Some people say God’s miracles are to be found in the smallest details of the Creation. Not that I am a 21st century prophet or anything like that, but I think I found one of them.
It happened during my thesis writing. As I began to take this task more seriously and religiously, I became more preoccupied with so many colourful acoustic details that, at certain points, I felt like I was living in the Alice’s Wonderland. The box plot above, for example, is one of the many things that keeps puzzling me. It shows the contrast between singletons and geminates in Kelantan Malay in terms of the duration of consonant closures measured in milliseconds. As you can observe, there is a clear contrast between the two, with geminates produced three times longer than singletons. So, what’s the big deal?
Well, I remembered when I first found geminates in Kelantan Malay a few years earlier, I used to call them Double Consonants (as many native speakers of Kelantan Malay would have called them, too). These “doubling” events are evident in their gibberish written forms, like “kkabo” or “kkatok” (note the double consonants written at the beginning of these words). For many centuries (or perhaps throughout the course of human history), people go about doing their business and think that they simply double the word-initial consonants in their conversations to differentiate between “katok” (to hit) and “kkatok” (a frog). But, hey, let’s check the reality.

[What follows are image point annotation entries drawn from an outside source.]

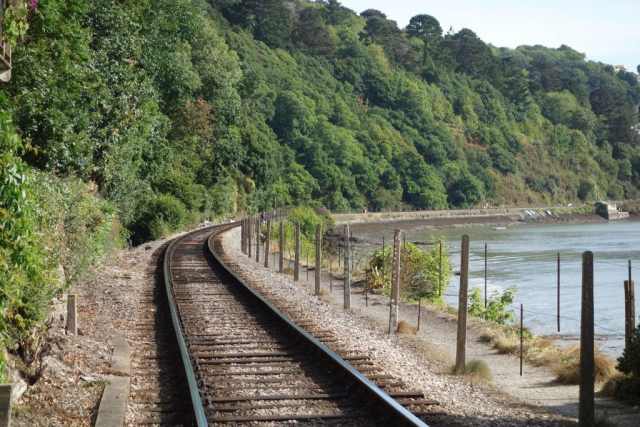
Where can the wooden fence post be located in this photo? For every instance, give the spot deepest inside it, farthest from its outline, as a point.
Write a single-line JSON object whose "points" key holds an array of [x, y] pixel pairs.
{"points": [[266, 244], [296, 264], [395, 283], [440, 272], [318, 257], [347, 277], [462, 305], [586, 411], [383, 259], [521, 335], [281, 254], [558, 291], [249, 232], [627, 316], [485, 276], [330, 274], [242, 235], [72, 315]]}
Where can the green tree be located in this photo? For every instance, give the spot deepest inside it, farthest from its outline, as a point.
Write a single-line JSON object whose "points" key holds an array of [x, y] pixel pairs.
{"points": [[428, 29]]}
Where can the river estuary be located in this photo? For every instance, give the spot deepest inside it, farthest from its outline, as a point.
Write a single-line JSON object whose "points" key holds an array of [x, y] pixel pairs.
{"points": [[526, 256]]}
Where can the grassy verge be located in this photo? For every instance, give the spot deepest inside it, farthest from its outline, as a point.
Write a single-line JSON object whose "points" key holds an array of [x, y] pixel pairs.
{"points": [[540, 351]]}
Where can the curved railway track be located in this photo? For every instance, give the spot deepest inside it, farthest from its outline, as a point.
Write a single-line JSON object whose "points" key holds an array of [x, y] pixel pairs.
{"points": [[246, 362]]}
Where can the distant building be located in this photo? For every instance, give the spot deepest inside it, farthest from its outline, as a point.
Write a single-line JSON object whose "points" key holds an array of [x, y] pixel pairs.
{"points": [[611, 211]]}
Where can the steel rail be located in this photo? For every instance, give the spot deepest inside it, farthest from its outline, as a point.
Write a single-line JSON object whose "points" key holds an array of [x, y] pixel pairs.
{"points": [[398, 415], [194, 392]]}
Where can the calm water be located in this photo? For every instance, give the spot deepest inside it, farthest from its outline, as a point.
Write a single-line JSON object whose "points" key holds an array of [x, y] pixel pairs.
{"points": [[527, 257]]}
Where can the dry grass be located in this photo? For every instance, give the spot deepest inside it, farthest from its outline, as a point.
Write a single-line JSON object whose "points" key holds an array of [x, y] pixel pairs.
{"points": [[568, 369], [609, 387], [476, 369], [406, 329], [564, 362]]}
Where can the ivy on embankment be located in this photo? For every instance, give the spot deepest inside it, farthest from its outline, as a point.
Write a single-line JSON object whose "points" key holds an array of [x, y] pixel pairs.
{"points": [[52, 231]]}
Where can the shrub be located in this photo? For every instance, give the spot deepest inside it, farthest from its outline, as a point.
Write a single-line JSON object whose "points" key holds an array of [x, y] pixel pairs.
{"points": [[160, 215], [496, 310], [419, 267]]}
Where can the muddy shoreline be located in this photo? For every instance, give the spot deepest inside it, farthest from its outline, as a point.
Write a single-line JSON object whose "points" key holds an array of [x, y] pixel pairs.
{"points": [[375, 228]]}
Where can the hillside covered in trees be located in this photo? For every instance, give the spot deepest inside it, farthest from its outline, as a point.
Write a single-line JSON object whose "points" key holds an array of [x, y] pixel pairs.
{"points": [[181, 109], [134, 118]]}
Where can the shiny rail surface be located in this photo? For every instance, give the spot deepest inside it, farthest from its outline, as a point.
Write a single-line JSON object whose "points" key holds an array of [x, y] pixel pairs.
{"points": [[247, 362]]}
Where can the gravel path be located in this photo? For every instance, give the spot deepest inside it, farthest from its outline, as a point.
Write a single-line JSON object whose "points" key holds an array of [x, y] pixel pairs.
{"points": [[467, 403]]}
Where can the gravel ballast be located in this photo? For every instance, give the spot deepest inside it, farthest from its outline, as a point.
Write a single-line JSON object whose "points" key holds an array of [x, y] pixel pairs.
{"points": [[465, 402]]}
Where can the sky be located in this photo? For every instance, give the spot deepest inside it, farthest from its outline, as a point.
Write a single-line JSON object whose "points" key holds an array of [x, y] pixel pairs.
{"points": [[605, 30]]}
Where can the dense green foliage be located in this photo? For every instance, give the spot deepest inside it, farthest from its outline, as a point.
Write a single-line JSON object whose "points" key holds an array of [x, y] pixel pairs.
{"points": [[309, 220], [181, 110], [628, 387], [419, 271], [497, 310], [52, 230]]}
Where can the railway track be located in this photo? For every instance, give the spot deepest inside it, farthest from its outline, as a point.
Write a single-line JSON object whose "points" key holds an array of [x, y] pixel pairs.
{"points": [[244, 362]]}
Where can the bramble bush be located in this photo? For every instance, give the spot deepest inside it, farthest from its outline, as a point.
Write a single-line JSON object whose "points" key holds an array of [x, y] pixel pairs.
{"points": [[419, 267], [46, 222]]}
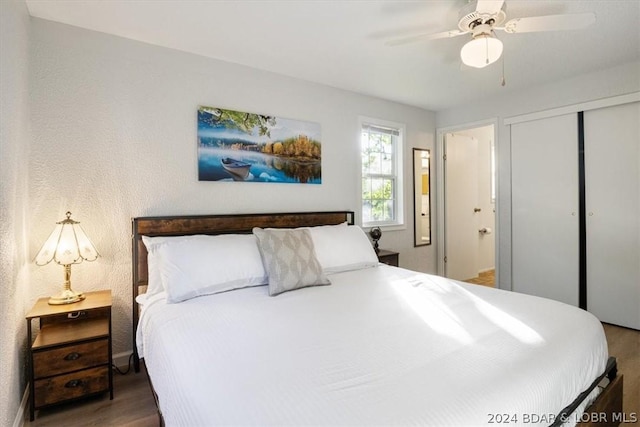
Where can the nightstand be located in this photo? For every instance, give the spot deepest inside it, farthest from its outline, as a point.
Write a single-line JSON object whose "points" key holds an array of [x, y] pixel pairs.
{"points": [[70, 357], [388, 257]]}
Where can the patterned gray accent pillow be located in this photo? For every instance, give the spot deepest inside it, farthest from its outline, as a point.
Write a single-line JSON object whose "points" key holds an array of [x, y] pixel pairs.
{"points": [[289, 259]]}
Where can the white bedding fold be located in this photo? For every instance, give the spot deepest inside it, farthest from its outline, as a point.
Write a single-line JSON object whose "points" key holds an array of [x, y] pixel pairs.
{"points": [[380, 346]]}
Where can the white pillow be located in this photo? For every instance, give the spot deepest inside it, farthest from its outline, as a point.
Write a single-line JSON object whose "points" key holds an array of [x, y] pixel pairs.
{"points": [[202, 265], [342, 248], [154, 281]]}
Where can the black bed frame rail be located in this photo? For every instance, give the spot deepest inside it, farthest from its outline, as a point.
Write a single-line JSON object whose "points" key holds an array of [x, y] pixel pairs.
{"points": [[611, 371]]}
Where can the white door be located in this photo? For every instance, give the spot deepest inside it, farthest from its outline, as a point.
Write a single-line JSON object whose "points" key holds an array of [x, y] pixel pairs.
{"points": [[612, 167], [461, 196], [544, 187]]}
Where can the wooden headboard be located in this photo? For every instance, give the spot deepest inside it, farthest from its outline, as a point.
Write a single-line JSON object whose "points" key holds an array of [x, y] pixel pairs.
{"points": [[211, 224]]}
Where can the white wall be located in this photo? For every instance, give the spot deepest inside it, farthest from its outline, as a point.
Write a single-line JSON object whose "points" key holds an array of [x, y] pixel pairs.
{"points": [[114, 136], [608, 82], [14, 148]]}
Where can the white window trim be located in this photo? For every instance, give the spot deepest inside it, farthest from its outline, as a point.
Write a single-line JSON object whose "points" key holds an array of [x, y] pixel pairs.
{"points": [[400, 222]]}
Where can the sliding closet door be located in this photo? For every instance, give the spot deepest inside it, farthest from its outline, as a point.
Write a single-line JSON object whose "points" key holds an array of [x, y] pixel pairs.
{"points": [[612, 164], [544, 186]]}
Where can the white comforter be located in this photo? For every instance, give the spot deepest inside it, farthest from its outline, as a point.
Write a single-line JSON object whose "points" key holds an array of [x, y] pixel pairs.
{"points": [[380, 346]]}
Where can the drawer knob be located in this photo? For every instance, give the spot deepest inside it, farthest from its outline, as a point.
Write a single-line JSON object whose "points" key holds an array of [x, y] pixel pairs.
{"points": [[72, 356], [73, 384]]}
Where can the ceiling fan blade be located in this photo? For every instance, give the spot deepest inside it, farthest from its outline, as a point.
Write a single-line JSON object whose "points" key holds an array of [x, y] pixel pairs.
{"points": [[550, 23], [425, 37], [489, 7]]}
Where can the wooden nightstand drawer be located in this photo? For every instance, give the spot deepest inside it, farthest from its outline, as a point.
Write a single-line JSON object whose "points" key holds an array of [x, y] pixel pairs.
{"points": [[70, 358], [69, 386], [76, 316]]}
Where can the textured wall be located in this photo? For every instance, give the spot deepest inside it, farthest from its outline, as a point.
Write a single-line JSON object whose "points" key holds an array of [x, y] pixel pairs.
{"points": [[114, 136], [14, 149]]}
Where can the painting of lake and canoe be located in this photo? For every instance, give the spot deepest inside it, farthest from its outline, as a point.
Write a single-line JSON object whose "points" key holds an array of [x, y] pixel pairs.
{"points": [[249, 147]]}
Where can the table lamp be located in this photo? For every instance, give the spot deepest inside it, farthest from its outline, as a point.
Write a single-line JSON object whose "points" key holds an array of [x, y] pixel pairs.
{"points": [[68, 244]]}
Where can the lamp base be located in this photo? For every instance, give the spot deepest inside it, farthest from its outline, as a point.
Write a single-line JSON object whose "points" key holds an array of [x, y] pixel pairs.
{"points": [[66, 297]]}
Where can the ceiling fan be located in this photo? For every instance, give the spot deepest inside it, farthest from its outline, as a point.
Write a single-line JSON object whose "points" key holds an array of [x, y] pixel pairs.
{"points": [[480, 18]]}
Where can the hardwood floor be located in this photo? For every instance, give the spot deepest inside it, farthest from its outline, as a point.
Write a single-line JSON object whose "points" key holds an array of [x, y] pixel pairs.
{"points": [[624, 345], [133, 404], [486, 278]]}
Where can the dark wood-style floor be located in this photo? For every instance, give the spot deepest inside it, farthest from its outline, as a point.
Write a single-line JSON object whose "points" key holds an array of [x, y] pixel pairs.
{"points": [[133, 404]]}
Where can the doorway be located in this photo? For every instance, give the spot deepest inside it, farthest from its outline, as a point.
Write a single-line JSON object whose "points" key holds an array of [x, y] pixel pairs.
{"points": [[468, 204]]}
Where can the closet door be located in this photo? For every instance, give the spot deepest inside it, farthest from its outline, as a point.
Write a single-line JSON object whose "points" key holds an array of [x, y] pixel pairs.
{"points": [[544, 187], [612, 181]]}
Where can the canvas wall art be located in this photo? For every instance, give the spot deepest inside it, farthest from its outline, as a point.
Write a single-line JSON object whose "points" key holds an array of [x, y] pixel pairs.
{"points": [[249, 147]]}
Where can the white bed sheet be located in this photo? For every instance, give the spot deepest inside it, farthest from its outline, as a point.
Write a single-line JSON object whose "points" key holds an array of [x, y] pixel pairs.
{"points": [[380, 346]]}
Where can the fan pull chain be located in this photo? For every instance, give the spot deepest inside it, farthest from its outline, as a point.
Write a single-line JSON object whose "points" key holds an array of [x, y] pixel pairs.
{"points": [[503, 82]]}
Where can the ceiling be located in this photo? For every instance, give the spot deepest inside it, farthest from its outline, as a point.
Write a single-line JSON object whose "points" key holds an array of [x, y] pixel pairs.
{"points": [[341, 43]]}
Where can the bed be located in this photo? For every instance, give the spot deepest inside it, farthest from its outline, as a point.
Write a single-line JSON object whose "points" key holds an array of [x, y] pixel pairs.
{"points": [[376, 345]]}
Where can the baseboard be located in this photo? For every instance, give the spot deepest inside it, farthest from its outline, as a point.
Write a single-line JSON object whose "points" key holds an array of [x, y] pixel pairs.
{"points": [[121, 360], [21, 416]]}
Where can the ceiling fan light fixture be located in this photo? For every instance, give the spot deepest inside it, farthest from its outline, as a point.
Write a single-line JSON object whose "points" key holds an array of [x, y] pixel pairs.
{"points": [[483, 50]]}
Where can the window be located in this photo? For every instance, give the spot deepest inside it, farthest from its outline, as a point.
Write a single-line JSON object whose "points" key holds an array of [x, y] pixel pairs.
{"points": [[381, 153]]}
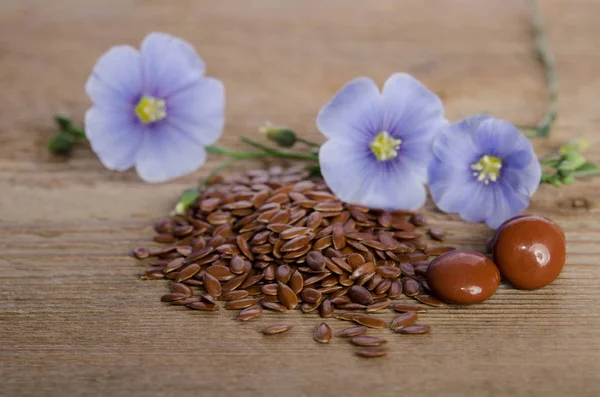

If we want to take the phonetic reality really seriously in its strictest sense, Double Consonants are no longer appropriate in this context. Note again that, in the box plot above, Double Consonants are not doubled. For God’s sake, they are tripled! (Should we start calling them Triple Consonants?). Come to think of it, there has been a clash between reality and perception here. Apparently, a lot of people have been cheated by the perception of their own speech. Sounds creepy, huh?
But, hold on, there is always something funny going on between the reality of the invisible world and human perception. There are millions of pixels in a digital picture, but do we really pay attention to each of them? A century-old painting in an art gallery has countless of brush strokes, but do we have to count each one of them to appreciate the beauty? Just like speech, we only take what really matters to us and what’s perceptually relevant so that we can go on with out lives talking about real stuff, not about some laboratory speech that might be fake after all. So, what the hell am I doing?
I don’t know yet. The phonologists might thank me later. But for now, bless those souls who are ignorant of the pain-in-the-ass truths, and may God save the PhD wannabes who go nuts digging into the mind-boggling details of the world (like me!). Still, it’s indeed amazing to discover God’s little secrets hiding and smiling knowingly behind those milliseconds of our everyday speech.